CACR led a team piloting evaluation of a research prototype application designed to highlight collections of indicators, such as alerts, which represent attacker behavior during different types of cyberattacks, including novel attacker behavior. The ASSERT application, a collaboration with Ahmet Okutan and S. Jay Yang at Rochester Institute of Technology, uses theoretical-based measures to perform unsupervised learning from intrusion alerts across platforms. Over time, the system learns to build attack models, which may prove valuable for identifying attacks, determining their potential impact, and predicting future attacker behaviors. CACR worked closely with OmniSOC to validate the methodology and test the research prototype for use at OmniSOC for applicability to SOC workflows. The project used only data OmniSOC aggregated from IU as an exploration of machine learning approaches.

Leading the national conversation

CACR continued its leadership role in providing forums to further the exchange of knowledge and ideas through hosting/co-hosting or conducting workshops at key community events. Even as 2020 saw these events transition to a virtual format, attendance and participation remained strong.

NSF Summit on Cybersecurity and Cyberinfrastructure

In its role as lead organization for Trusted CI, CACR hosted a virtual version of the annual NSF Cybersecurity Summit. There were 287 members in attendance from 142 NSF projects and 16 of 20 NSF Large Facilities, including 27 students.

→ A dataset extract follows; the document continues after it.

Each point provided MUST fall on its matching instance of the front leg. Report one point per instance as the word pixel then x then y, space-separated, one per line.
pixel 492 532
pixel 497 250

The CI/CS Workshop: The Community Together

ResearchSOC also co-sponsored and co-hosted the two-day “Cybersecurity and Cyberinfrastructure Workshop: The Community Together” with the Cyberinfrastructure Center of Excellence Pilot project. Over 200 professionals attended.

Trusted CI webinars

In 2020, Trusted CI hosted nine talks with 245 total attendees across 51 NSF projects, and over 700 total views.

ResearchSOC webinars

Throughout the year, ResearchSOC sponsored six webinars addressing key cybersecurity operational issues, with over 400 total attendees.

The fourth Workshop on Trustworthy Scientific Cyberinfrastructure (TrustedCI@PEARC20)

The Workshop on Trusted Scientific Cyberinfrastructure at PEARC20 provided an opportunity for sharing experiences, recommendations, and solutions for addressing cybersecurity challenges in research computing. It included a COVID-19-focused presentation: “Analysis of attacks targeting remote workers and scientific computing infrastructure during the COVID-19 pandemic at NCSA/UIUC.” Held as part of the virtual PEARC event, the workshop provided a forum for information sharing and discussion among a broad range of attendees, including cyberinfrastructure operators, developers, and users. The workshop featured six presentations with over 60 professionals attending.

Cybersecurity engagement in a research environment workshop

In December, ResearchSOC held a free workshop addressing the challenges of providing cybersecurity for research projects in higher education. The “Cybersecurity Engagement in a Research Environment” workshop was a training and development opportunity for researcher-facing cybersecurity professionals. These professionals are responsible for applying standard security operations to the heterogeneous research ecosystem to develop research-specific cybersecurity approaches at their home institutions. Thirty-seven higher education security professionals attended the three-day virtual event.